- Sonu Nigam: How can we allow such things like fatwa?
- "I don't like gundagardi (hooliganism) in any form," said Sonu Nigam
- "You can't threaten a family in the name of religion," said Sonu Nigam
Sonu Nigam added: "We live in a civilised and democratic country. We are a republic. How can we allow such things like fatwa? I am also against lynching of people by Gau Rakshaks. I am totally against them."
On April 16, Sonu Nigam complained about the morning azaan on Twitter, calling it 'gundagardi' and 'forced religiousness.' After he was trolled by many for his anti-Muslim posts, the singer tweeted: "Dear everyone. Your stand exposes your own IQ. I stand by my statement that loudspeakers should not be allowed in Mosques & Temples. Period."

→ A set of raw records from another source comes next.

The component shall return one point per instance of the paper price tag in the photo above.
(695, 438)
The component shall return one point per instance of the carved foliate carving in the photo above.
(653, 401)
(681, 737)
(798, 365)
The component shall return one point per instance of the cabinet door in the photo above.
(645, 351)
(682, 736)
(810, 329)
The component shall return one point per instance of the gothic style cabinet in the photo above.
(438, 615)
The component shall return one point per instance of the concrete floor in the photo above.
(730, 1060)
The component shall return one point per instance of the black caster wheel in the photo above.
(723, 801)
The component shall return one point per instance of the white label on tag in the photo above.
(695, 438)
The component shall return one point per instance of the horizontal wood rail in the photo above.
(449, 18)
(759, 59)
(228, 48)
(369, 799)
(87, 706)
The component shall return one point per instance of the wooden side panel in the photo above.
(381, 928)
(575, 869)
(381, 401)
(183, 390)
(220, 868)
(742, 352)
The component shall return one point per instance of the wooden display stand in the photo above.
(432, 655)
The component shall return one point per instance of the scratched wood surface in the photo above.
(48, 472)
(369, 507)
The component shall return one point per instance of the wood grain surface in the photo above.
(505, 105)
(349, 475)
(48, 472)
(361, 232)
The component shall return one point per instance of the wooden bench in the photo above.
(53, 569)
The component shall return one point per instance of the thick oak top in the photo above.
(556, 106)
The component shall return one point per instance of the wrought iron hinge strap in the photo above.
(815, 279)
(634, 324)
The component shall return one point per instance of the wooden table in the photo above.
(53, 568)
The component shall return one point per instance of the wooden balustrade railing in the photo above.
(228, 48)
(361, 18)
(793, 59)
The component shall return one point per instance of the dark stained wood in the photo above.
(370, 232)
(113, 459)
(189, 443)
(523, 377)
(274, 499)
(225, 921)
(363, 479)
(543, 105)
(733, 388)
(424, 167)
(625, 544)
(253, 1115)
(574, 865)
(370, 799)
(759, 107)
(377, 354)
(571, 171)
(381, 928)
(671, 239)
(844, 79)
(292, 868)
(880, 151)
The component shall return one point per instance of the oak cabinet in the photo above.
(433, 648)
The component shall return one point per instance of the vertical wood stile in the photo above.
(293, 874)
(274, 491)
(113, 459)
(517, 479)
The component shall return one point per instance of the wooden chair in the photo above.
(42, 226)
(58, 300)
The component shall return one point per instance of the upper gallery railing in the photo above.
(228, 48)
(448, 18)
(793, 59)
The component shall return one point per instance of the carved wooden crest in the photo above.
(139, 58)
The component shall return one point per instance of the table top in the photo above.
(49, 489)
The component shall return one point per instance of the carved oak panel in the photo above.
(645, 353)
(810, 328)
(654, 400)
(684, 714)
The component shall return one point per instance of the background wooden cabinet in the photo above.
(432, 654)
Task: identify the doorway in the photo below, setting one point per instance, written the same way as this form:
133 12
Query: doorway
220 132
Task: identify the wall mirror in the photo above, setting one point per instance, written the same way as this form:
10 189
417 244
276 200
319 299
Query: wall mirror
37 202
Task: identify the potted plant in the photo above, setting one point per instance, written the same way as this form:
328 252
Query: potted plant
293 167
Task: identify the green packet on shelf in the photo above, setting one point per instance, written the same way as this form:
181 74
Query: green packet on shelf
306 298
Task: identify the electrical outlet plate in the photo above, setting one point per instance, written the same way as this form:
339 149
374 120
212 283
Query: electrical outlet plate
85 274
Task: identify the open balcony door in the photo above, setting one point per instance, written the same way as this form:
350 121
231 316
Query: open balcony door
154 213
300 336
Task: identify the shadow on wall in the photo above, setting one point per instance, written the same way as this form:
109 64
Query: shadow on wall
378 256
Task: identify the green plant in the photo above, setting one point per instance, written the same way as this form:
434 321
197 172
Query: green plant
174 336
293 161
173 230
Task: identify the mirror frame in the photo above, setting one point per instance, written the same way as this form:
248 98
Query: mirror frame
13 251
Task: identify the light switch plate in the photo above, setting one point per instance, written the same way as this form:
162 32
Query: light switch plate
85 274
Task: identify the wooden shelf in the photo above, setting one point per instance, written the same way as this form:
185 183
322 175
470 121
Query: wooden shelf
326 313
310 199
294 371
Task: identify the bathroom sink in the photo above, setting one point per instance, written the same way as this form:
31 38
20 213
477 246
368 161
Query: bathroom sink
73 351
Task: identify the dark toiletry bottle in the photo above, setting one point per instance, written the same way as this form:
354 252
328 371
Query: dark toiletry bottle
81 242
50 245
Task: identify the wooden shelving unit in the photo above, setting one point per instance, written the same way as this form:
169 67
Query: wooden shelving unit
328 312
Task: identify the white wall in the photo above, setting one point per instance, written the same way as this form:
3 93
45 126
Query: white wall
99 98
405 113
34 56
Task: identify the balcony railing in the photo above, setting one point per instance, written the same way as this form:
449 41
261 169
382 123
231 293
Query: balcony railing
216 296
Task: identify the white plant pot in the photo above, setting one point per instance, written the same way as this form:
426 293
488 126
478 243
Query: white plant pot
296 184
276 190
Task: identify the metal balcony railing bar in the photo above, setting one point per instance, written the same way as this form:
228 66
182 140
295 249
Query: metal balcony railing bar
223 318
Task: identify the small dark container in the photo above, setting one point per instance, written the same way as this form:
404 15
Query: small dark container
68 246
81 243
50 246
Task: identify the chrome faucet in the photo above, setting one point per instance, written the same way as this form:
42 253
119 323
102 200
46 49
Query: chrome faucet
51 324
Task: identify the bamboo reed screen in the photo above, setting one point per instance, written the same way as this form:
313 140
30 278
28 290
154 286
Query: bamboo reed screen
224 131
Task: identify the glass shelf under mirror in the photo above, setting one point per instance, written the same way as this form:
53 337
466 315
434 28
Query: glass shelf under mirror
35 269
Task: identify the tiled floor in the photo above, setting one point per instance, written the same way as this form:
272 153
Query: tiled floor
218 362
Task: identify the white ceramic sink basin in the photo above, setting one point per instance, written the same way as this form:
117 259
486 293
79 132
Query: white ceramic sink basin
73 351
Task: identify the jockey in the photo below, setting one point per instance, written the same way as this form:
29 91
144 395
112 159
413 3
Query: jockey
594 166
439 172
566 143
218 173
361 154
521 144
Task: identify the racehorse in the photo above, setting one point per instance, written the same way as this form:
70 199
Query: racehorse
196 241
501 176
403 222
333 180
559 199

God bless everyone. I'm not a Muslim and I have to be woken up by the Azaan in the morning. When will this forced religiousness end in India— Sonu Nigam (@sonunigam) April 16, 2017
And by the way Mohammed did not have electricity when he made Islam.. Why do I have to have this cacophony after Edison?— Sonu Nigam (@sonunigam) April 17, 2017
I don't believe in any temple or gurudwara using electricity To wake up people who don't follow the religion . Why then..? Honest? True?— Sonu Nigam (@sonunigam) April 17, 2017
Gundagardi hai bus...— Sonu Nigam (@sonunigam) April 17, 2017
Dear everyone. Your stand exposes your own IQ. I stand by my statement that loudspeakers should not be allowed in Mosques & Temples. Period— Sonu Nigam (@sonunigam) April 18, 2017
Four days after his tweets, Sonu Nigam shaved his head in defiance of a 'fatwa' issued against him by Syed Sha Atef Ali Al Quaderi of West Bengal Minority Council. Mr Quaderi had offered to pay Rs 10 lakh as a reward to have the singer go bald and garland him with shoes. However, he refused to pay the amount to the singer saying he didn't abide by all conditions.
On being questioned whether he would like to settle abroad, Sonu Nigam said that he considers India his home. "Yes, sometimes I did feel that I should go away, but then there's no country in the world where you would find 100 per cent things okay, there are shortcomings everywhere," he said.